Meet Joan, Food Outreach Home Delivery Client
After her diagnosis of lung cancer, Joan was struggling to get the nourishment she needed to get through her chemotherapy and immunotherapy. A nurse referred Joan to Food Outreach for nutrition counseling and support, but Joan was worried she wouldn’t be able to get to Food Outreach since she and her husband are housebound. Joan was thrilled when she learned that Food Outreach offered a home delivery program and would deliver scratch-prepared entrees and sides as well as nutritious groceries right to her door.

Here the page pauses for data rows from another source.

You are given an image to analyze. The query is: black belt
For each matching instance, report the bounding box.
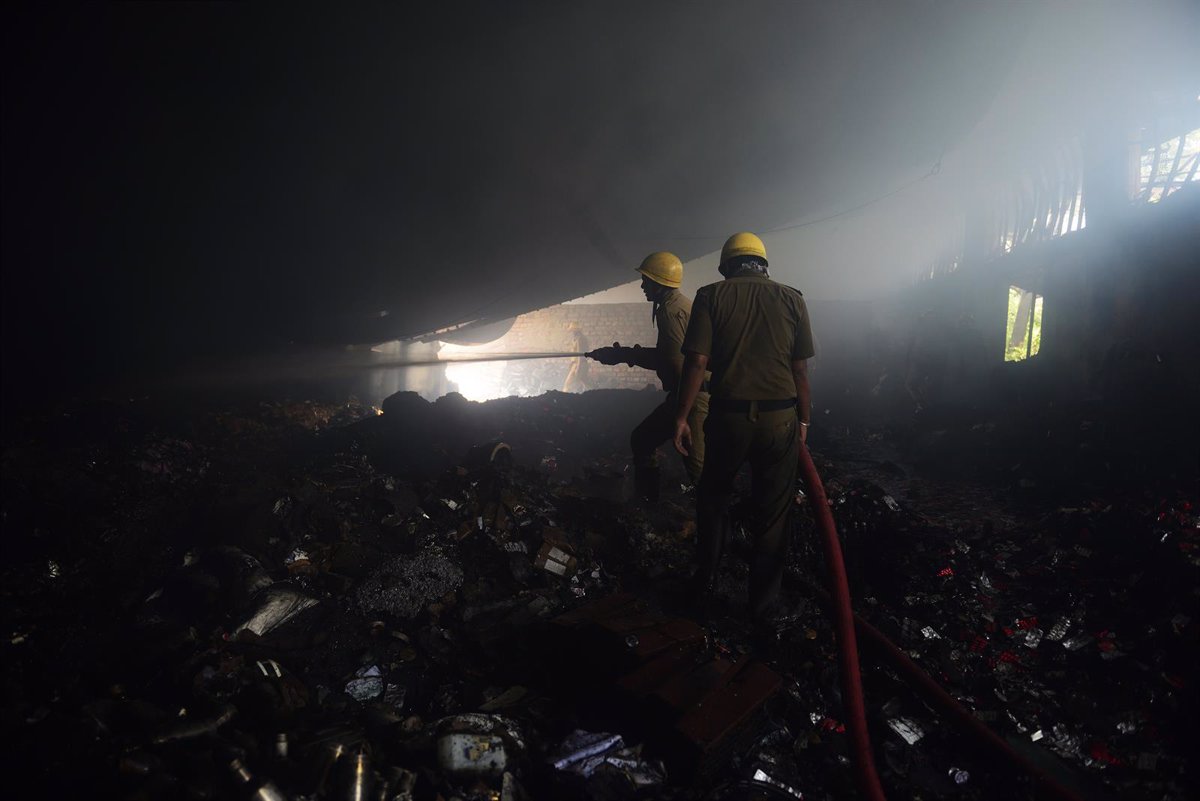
[708,398,796,411]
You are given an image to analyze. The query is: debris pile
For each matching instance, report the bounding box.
[0,392,1200,800]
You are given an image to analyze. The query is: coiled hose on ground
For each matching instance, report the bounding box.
[799,444,884,801]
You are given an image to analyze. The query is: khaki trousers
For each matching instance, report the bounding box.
[696,408,800,620]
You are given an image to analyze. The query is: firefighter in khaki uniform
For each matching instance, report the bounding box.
[676,233,814,636]
[588,252,708,501]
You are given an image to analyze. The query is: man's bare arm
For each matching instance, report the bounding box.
[676,351,708,456]
[792,359,812,442]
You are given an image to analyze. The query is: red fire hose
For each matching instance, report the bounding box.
[800,442,884,801]
[799,445,1080,801]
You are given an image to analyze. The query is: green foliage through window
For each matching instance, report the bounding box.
[1004,287,1042,362]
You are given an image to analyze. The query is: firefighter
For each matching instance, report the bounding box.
[588,252,708,502]
[674,233,814,636]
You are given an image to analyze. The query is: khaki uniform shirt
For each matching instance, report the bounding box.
[654,290,691,392]
[683,275,814,401]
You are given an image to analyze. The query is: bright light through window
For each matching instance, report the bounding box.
[438,342,509,402]
[1004,287,1042,362]
[1139,128,1200,203]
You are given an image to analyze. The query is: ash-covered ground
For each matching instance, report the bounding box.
[0,391,1200,800]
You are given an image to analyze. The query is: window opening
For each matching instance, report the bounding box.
[1138,128,1200,203]
[1004,285,1043,362]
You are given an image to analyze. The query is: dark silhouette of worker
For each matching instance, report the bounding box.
[588,252,708,502]
[674,233,814,637]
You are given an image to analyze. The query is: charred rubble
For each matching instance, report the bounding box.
[2,383,1200,800]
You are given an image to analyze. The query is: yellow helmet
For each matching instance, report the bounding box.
[721,231,767,264]
[637,251,683,289]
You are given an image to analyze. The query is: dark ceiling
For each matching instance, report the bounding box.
[2,0,1195,400]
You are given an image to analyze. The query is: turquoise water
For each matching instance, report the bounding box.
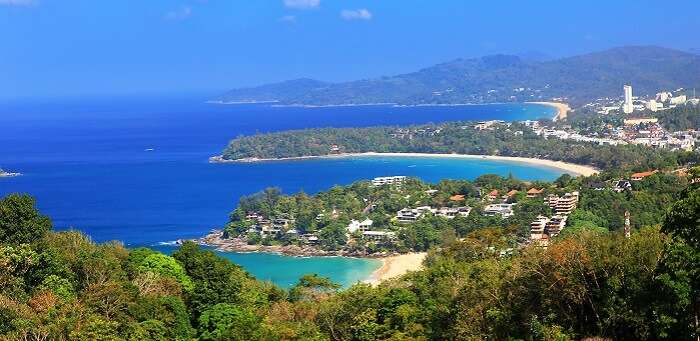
[0,98,561,285]
[153,246,382,288]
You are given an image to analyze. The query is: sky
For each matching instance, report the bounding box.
[0,0,700,99]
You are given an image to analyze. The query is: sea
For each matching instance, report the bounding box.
[0,96,562,287]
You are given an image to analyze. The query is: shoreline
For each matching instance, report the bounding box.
[363,252,428,286]
[525,102,571,122]
[209,152,599,176]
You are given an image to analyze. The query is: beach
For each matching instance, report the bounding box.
[209,152,599,176]
[526,102,571,121]
[365,252,427,285]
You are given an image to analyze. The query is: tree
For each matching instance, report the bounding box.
[658,185,700,340]
[199,303,261,341]
[139,253,194,292]
[0,194,51,244]
[289,274,340,302]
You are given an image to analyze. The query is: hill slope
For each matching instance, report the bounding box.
[216,46,700,105]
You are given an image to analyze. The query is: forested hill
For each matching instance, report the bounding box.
[216,46,700,105]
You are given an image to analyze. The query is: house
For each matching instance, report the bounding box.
[554,192,579,215]
[396,206,437,223]
[530,215,549,241]
[527,187,544,198]
[503,189,518,202]
[435,206,472,219]
[484,204,515,218]
[544,191,579,215]
[372,175,406,187]
[487,189,498,201]
[613,179,632,193]
[631,170,659,181]
[450,194,464,201]
[545,215,568,237]
[348,219,374,233]
[588,181,608,191]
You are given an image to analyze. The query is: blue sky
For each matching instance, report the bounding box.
[0,0,700,99]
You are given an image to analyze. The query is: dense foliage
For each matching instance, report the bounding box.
[222,122,698,170]
[0,184,700,340]
[217,46,700,105]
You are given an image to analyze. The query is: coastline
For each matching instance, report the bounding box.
[364,252,428,286]
[525,102,571,122]
[209,152,599,176]
[194,230,427,286]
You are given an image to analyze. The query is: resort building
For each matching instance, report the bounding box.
[486,189,498,201]
[396,206,437,223]
[484,204,515,218]
[544,192,579,215]
[545,215,568,237]
[348,219,374,233]
[527,187,544,198]
[435,206,472,219]
[372,176,406,186]
[530,215,549,241]
[362,231,396,241]
[623,117,659,126]
[630,170,659,181]
[622,84,634,114]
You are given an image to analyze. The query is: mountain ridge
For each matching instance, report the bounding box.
[216,46,700,105]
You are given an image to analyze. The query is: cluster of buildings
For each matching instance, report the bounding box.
[522,105,700,151]
[394,206,472,223]
[530,192,579,247]
[584,84,700,115]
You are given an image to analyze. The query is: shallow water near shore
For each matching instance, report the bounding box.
[0,98,561,285]
[153,246,382,288]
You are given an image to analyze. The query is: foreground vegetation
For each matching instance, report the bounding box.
[0,169,700,340]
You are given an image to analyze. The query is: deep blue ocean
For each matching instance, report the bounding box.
[0,97,560,286]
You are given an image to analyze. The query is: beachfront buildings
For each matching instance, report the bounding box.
[395,206,472,223]
[372,175,406,187]
[544,192,579,215]
[484,204,515,218]
[348,219,374,233]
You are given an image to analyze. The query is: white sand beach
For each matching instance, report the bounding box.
[527,102,571,121]
[209,152,599,176]
[365,252,427,285]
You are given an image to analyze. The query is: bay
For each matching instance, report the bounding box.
[0,97,561,285]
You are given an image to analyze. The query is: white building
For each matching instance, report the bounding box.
[372,176,406,186]
[484,204,515,218]
[646,99,664,111]
[348,219,374,233]
[670,95,688,105]
[396,206,437,223]
[622,85,634,114]
[362,231,396,241]
[435,206,472,219]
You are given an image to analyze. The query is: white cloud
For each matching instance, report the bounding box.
[0,0,36,6]
[340,8,372,20]
[166,6,192,20]
[283,0,321,9]
[280,15,297,24]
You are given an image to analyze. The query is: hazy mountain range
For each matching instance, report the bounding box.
[215,46,700,105]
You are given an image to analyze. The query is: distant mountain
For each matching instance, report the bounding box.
[217,46,700,105]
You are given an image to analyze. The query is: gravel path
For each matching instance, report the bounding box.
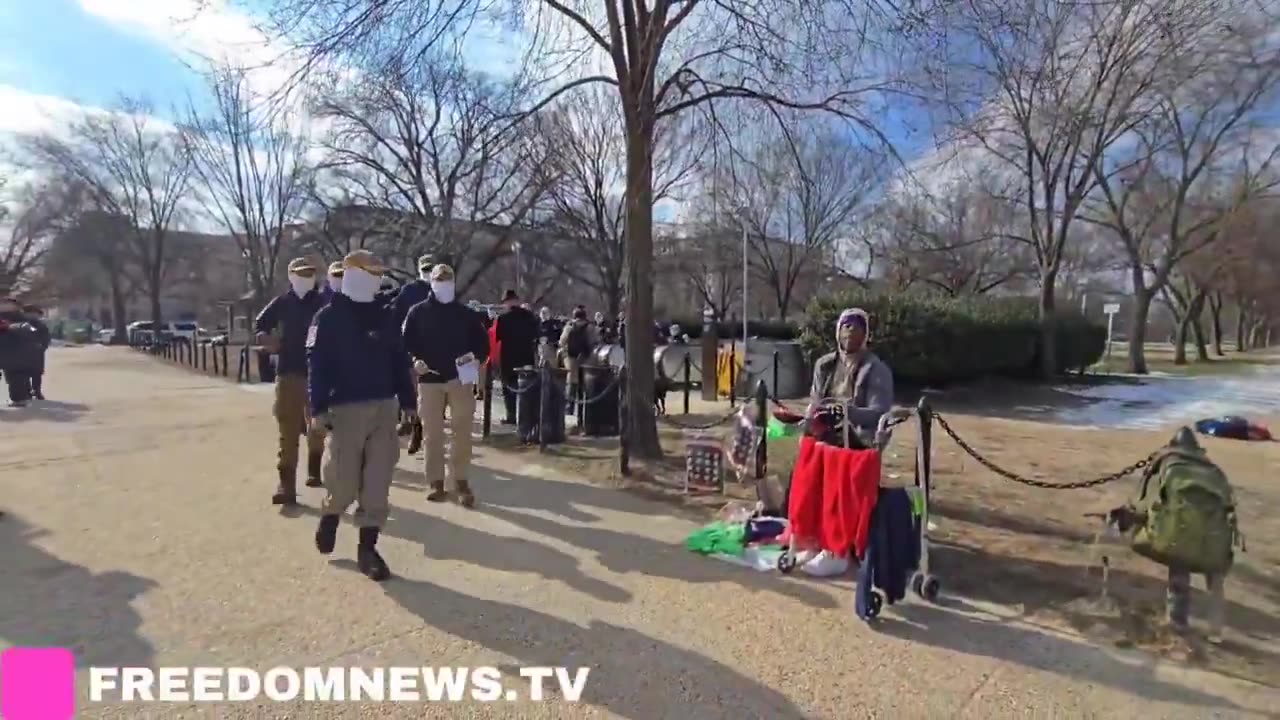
[0,347,1280,720]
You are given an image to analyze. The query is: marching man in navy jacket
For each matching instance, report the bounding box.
[307,250,416,582]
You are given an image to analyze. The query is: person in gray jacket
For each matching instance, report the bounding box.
[805,307,893,447]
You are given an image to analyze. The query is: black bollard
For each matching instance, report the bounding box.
[618,368,631,477]
[480,360,493,437]
[755,379,769,480]
[685,348,694,415]
[538,366,552,452]
[728,338,746,407]
[769,350,781,397]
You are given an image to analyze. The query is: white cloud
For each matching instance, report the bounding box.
[79,0,297,101]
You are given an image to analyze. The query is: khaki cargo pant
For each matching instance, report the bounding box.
[1166,568,1226,638]
[320,398,399,528]
[417,380,476,492]
[271,375,324,473]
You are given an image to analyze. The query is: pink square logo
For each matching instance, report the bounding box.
[0,647,76,720]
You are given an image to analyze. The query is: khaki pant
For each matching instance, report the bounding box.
[417,380,476,492]
[320,398,399,528]
[271,375,324,473]
[1166,568,1226,638]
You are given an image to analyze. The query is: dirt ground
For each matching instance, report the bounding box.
[492,386,1280,687]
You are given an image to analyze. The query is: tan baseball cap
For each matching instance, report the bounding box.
[342,250,387,275]
[289,258,316,275]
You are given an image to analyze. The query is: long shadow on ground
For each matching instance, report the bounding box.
[0,512,156,667]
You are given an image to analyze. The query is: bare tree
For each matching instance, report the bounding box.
[937,0,1187,377]
[1083,1,1280,373]
[315,52,545,293]
[184,65,311,306]
[881,182,1036,296]
[712,124,887,319]
[538,87,705,316]
[0,178,81,293]
[238,0,899,457]
[23,97,191,325]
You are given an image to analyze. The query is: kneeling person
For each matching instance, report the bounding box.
[307,250,416,580]
[403,265,489,507]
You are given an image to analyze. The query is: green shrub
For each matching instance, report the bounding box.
[801,291,1106,384]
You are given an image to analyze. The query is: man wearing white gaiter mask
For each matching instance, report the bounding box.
[253,258,324,505]
[320,260,346,305]
[307,250,417,582]
[403,265,489,507]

Almost immediately, Joan noticed that the side effects of her cancer treatment lessened. Joan especially likes the chicken dishes and the butternut squash macaroni and cheese. “This food is such a huge help to people with cancer and getting treatments. You get tired. You’re tired and having to go and make a meal is very hard. But with Food Outreach you just need to heat it up. It’s just so easy and delicious. You look forward to it because it is so good.”
The home delivery program enables Joan to receive the monthly box of scratch-prepared entrees and sides along with nutritious groceries and fresh produce. However, it also offers Joan emotional support with the handmade card included in each delivery box. “I always love receiving the hand-drawn card that someone drew for me that has encouragement for the cancer person. It just shows that someone who doesn’t know me is rooting for me. And it helps. I’m one of these people, when I get a card, I put it out on my desk so I can see it for a month. I would hang onto that card until the next one came, and then I would put that one on the desk. And just to read it every day gave me encouragement—just to know that people out there don’t even know me are praying and rooting for me.”
A waitress for 46 years at the original Massa’s Italian Restaurant, Joan knows good food. She was their longest serving employee until she was forced to retire due a depressed disc in her neck. “I was lucky to find a job where I could talk and get paid. I loved it. I loved it.”
After rounds of chemotherapy, radiation, and immunotherapy, Joan is on the road to recovery. “I’m one of these people that when things go bad, I find a way to laugh at it and go on. And when they gave me the diagnosis of cancer, I didn’t get depression or anything. I just said, ‘I’m in God’s hands’ and whatever he did—I’m okay. I could be one of these miracles because my primary doctor told me that my body is responding so well to this immunotherapy. It’s how he hopes all his patients would respond to it.”